Collecting slow queries

Steps to identify slow queries on a cluster to easily find and tune poorly performing queries using the DataStax Enterprise Performance Service.

The node_slow_log table collects information about slow queries on a node and retains query information of long-running CQL statements to help you identify slow queries on a cluster to find and tune poorly performing queries. Collecting slow query logs is enabled by default. You can also use OpsCenter to view, troubleshoot, and trace Slow Queries.

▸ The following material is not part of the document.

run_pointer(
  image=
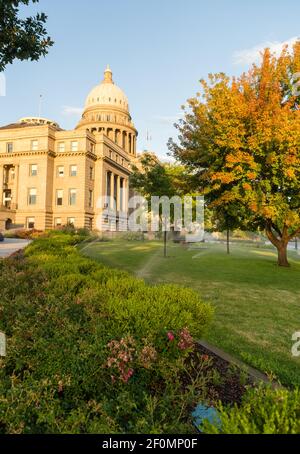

Pending inserts into the node_slow_log might still be processed after the service has been disabled. You can enable and disable the service. After the service is disabled, the logging of queries that take longer than the specified threshold is stopped. However, disabling the logging does not flush the pending write queue, a background thread eventually processes everything.

The location of the dse.yaml file depends on the type of installation:
Installer-Services /etc/dse/dse.yaml
Package installations /etc/dse/dse.yaml
Installer-No Services install_location/resources/dse/conf/dse.yaml
Tarball installations install_location/resources/dse/conf/dse.yaml

Procedure

  1. By default, collection is enabled for statements that are issued when the query exceeds a specified time threshold.
    • To permanently enable collecting information on slow queries, edit the dse.yaml file and uncomment the cql_slow_log_options parameters, and define values for the CQL slow log settings:
      cql_slow_log_options
      cql_slow_log_options:
          enabled: true
          threshold: 2000.0
          minimum_samples: 100
          ttl_seconds: 259200
      Report distributed sub-queries for Solr (query executions on individual shards) that take longer than a specified period of time. See Collecting slow queries.
    • To temporarily disable collecting information on slow queries that exceeded the threshold of 2000 milliseconds:
      $ dsetool perf cqlslowlog disable
      
    • To temporarily change the threshold to collect information on 5% of the slowest queries:
      $ dsetool perf cqlslowlog 95.0
      After you collect information using this temporarily set threshold, you can run a script to view queries that took longer with this threshold than the previously set threshold. For example:
      $ cqlsh 
      cqlsh> use dse_perf; 
      cqlsh:dse_perf> select * from node_slow_log;
      ...
  2. You can export slow queries using the CQL copy command:
    cqlsh:dse_perf> COPY node_slow_log ( date, commands, duration ) TO 'slow_queries.csv' WITH HEADER = true;